“Why would anyone ever need to know that?” Usually the question comes as a shocked response, a condemnation for what it is we train. Through experience, I’ve found that the easy answer (“Well, wouldn’t you want to know how to do it if that’s exactly what you needed to survive?”) fails, weirdly, as the initial question itself shows revulsion for the idea — let alone the self defense moves — within themselves. It’s no more appealing than putting a live snake down their pants.
The real answer is, “If a loved one needed it, wouldn’t you want them to know how?”
As distasteful as the idea is to see yourself thinking, training and doing it, it’s just a tad more palatable to imagine someone you love surviving the worst day of their life and making it back home to you. Of course, the logical extension is wouldn’t you want to do the same for them? That is, take responsibility for your own wellbeing and do your absolute best to come back home to them?
Situations requiring the hands-on physical destruction of another human being are thankfully rare, the same way that you probably haven’t had to save yourself from drowning too many times. If the self defense moves we’re training for are so very rare, why spend so much time and energy training? Why train at all?
Again, the easy response falls flat: “When violence is the answer, it’s the only answer.” True, if you need to break a neck, nothing else will do; but if the probability of that being necessary is so close to zero we can squint and call it zero, what’s the point?
Speaking personally, it’s peace of mind. It’s knowing I’ve taken the steps to be prepared (that I know some key self defense moves) for that most unlikely event… and that if it should happen, I have a secret surprise for everyone there. It’s knowing that though I am firmly nestled in the social web and would hope that others would come to my aid — friends, bystanders, the police — other people are not the last line between me and violent death. I am. It starts with me.
It’s about being dangerous even when naked and alone.

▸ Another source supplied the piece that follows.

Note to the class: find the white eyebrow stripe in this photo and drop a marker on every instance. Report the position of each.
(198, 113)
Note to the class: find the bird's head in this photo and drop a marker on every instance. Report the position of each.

The knowledge that you’ve taken steps to prepare, that you have an arsenal of self defense moves, that you, personally, have it handled, alters your outlook on everything else, day-to-day. The quiet confidence to deal with average annoyances as well as the mollification of the low-grade fear that comes from being alone in strange circumstances.
This is why I always say I use my self defense moves and training every day. Not in a hair-trigger-assassin sense, ready to snap it off inside someone in an instant, but with an altered perspective where I know I can “handle myself”, one that makes it easier to not sweat the small stuff. Or even the loud, angry, abusive stuff that might set off the less capable.
Everyone should know how to break a neck so they are resolved to handle life-or-death situations themselves, without aid, while simultaneously understanding the seriousness and risk inherent in all physical conflict. And from that new perspective, take a fresh look at how they comport their lives and treat others and do everything in their power to avoid or lessen the likelihood of having to use the information. Much in the same way that having to swim for my life twice makes me entirely unwilling to engage in risky situations where I might have to do it again.